O foco das contestações é o Termo de Colaboração firmado entre a Embratur e a Liga Independente das Escolas de Samba do Rio de Janeiro (Liesa), no valor de R$ 12 milhões, destinado à promoção internacional do Carnaval. Os autores das ações questionam a legalidade do repasse diante do conteúdo do enredo, que retrata a trajetória pessoal e política do presidente em ano eleitoral.
Na Justiça Federal, foi protocolada ação popular alegando possível desvio de finalidade e afronta aos princípios da administração pública. No TSE, a representação aponta indícios de propaganda eleitoral antecipada e abuso de poder político e econômico.
O caso também passou a ser analisado pelo Tribunal de Contas da União (TCU), cujo corpo técnico recomendou a suspensão do repasse e solicitou esclarecimentos sobre a participação do Ministério da Cultura no acordo.

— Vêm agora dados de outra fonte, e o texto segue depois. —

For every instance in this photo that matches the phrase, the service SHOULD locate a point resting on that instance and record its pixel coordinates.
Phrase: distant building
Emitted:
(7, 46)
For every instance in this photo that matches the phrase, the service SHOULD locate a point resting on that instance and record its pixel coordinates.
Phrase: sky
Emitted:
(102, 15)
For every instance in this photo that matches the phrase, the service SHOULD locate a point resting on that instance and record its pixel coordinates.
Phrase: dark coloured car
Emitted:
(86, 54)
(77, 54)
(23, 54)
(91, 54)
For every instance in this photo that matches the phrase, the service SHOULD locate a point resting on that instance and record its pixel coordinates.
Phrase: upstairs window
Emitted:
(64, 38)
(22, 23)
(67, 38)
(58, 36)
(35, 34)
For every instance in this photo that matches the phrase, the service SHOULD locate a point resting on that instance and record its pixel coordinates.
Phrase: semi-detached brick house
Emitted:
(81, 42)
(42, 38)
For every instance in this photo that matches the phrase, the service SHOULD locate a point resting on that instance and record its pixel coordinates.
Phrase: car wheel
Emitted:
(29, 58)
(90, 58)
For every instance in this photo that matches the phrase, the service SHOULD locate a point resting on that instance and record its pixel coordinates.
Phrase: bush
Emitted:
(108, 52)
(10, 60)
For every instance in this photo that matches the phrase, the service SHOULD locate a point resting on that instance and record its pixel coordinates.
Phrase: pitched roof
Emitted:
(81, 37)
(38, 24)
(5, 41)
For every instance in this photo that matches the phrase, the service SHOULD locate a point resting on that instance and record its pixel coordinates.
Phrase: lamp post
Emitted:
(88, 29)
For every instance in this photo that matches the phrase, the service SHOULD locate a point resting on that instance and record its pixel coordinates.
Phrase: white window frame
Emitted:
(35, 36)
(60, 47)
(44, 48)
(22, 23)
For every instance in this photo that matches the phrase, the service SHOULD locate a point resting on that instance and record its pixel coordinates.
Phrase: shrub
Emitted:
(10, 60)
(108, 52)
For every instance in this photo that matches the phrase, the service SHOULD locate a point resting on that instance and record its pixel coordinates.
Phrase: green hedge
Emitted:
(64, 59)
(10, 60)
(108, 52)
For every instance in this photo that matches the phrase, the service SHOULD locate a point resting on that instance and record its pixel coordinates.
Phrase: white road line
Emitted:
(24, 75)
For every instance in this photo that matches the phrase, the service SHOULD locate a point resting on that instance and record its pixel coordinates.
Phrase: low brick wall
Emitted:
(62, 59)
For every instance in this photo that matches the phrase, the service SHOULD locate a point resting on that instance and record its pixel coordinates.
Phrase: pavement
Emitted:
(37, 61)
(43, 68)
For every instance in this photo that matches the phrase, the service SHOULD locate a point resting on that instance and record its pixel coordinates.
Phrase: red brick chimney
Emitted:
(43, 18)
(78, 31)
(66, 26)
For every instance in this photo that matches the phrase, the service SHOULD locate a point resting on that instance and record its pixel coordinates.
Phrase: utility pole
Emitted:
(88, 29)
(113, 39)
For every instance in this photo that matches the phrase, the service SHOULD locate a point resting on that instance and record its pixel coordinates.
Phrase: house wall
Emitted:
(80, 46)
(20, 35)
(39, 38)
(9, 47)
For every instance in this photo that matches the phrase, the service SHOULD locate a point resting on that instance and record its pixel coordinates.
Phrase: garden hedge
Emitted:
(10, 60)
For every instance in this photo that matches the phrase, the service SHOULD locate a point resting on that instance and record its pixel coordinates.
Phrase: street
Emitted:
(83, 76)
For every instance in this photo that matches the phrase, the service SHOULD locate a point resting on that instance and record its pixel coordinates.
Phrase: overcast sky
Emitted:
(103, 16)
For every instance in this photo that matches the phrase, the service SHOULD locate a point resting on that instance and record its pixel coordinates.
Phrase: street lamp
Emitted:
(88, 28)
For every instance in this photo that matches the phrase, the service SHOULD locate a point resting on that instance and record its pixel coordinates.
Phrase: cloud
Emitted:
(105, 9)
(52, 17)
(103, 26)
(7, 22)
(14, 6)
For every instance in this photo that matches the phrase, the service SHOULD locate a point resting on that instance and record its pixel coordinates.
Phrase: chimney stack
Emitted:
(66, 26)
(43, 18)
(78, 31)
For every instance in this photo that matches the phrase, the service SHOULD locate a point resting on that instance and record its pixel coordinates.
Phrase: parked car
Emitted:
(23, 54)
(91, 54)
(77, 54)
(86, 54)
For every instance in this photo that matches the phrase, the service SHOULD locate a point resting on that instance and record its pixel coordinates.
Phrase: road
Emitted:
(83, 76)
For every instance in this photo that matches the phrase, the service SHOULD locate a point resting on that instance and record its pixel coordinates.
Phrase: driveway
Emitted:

Paralelamente, foi apresentado no Senado um projeto de lei que propõe a proibição de uso de verbas federais em eventos culturais que promovam autoridades em exercício. A proposta prevê sanções como suspensão de recursos e devolução de valores em caso de irregularidade.
Com o enredo “Do alto do mulungu surge a esperança: Lula, o operário do Brasil”, a Acadêmicos de Niterói, estreante no Grupo Especial, pretende contar a trajetória do presidente desde a infância até a chegada ao Palácio do Planalto. O processo no TSE está sob relatoria do ministro André Mendonça e aguarda análise.